Writer Nayden Valchev from the Union of Bulgarian Writers and a long-year friend and a colleague of Bagriana’s said: “We ‘are visiting’ one of the brightest figures of Bulgarian literature, the greatest poetess of this country. During his forced stay in a village due to the WWII bombings of Sofia, Nayden Valchev used to read the big names of our poetry and would stare into their photos in the papers. Elisaveta Bagriana was one of those.
“I would never suspect that a few years later I would end up as a literature associate of the Septemvri Magazine, the Poetry Dept. – i.e. right next to her desk. We spent 20 years there together,” Nayden Valchev recalls. “I saw, heard and learnt many things there. She used to read, a pencil in hand, and showing special respect to each author, without imposing her own opinion… Young people and their attitude were her great interest – the new things they brought with them. They also knew the person in front of them and had that necessary and natural respect that we all learnt from…”

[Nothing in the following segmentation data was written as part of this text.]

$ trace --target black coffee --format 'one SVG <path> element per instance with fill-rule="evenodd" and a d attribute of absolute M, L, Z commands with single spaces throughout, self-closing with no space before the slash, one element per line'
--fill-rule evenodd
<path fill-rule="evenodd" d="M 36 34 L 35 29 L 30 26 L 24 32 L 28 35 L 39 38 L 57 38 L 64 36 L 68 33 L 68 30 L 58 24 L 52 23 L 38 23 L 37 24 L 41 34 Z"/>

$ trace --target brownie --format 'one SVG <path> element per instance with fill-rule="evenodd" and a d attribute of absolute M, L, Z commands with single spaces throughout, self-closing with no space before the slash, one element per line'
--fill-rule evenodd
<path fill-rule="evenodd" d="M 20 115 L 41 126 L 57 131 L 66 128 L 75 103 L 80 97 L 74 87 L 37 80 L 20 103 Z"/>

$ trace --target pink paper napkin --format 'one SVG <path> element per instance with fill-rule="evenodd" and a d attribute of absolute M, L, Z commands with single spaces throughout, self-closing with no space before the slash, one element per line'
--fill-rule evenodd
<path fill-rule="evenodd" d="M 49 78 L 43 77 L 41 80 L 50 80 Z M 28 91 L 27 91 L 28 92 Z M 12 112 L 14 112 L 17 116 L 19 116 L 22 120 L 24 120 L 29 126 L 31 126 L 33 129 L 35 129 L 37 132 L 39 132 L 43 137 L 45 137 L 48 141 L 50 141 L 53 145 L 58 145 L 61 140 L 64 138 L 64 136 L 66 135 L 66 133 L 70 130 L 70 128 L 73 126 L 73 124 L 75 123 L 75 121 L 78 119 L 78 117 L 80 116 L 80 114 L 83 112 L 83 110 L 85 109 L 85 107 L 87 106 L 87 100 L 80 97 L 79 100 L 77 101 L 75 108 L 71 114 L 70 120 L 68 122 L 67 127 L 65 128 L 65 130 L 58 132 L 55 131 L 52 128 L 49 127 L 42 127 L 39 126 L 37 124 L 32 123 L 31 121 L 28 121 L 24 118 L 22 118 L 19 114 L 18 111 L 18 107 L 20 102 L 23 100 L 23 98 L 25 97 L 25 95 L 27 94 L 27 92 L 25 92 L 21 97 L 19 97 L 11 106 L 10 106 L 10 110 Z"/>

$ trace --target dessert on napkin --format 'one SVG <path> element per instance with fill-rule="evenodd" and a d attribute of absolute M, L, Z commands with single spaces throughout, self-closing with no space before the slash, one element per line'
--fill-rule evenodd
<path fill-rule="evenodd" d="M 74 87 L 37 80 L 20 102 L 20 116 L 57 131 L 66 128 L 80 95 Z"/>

Bagriana used to tell the story of becoming the first Bulgarian ever to fly to Paris at the dawn of passengers’ aviation. However, most of the travelers refused to get on the plane on the way back, as some accident had occurred at that time and the poetess had to fly to Sofia alone. Mr. Valchev further describes how Bagriana reacted to the news on Kennedy’s assassination: a group of prominent literature figures learnt about that while sitting around a table in a renowned Sofia restaurant:
“She just left the fork and knife aside and didn’t touch them again. Her face got pale and she said: ‘I am afraid for the future of mankind!’ Despite being the fighter who wasn’t afraid of anything, her heart registered such major shakes, which accompanied her days – white and black.”
Nayden Valchev also recalls the final days of the poetess, who died in an elite nursing home in 1991, at the age of 97:
“We visited her with my wife. She got happy, hugged the flowers and her hands were so thin. Her fingers were cold. I turned her ring back ti its place and she said: ‘My Alexandrite, the ring of loneliness’. However, she was never alone. When Alain Bosquet released an anthology of the 100 best verses in the world, Bulgaria was presented by her work – she was together with them, among those 100 top poets worldwide.”
Bosquet’s anthology was only part of the recognition that Bagriana received in her lifetime and post mortem. Her verses have been translated into 30 languages and published in France, Russia, Romania, Italy, Sweden, Poland etc. Her career was long and fruitful. Her last book of poetry – On the Shore of Time was released in 1983, when she was 90 years old and 56 years after the first one. However, she preserves the melody of her verse and her inspiration till the very end.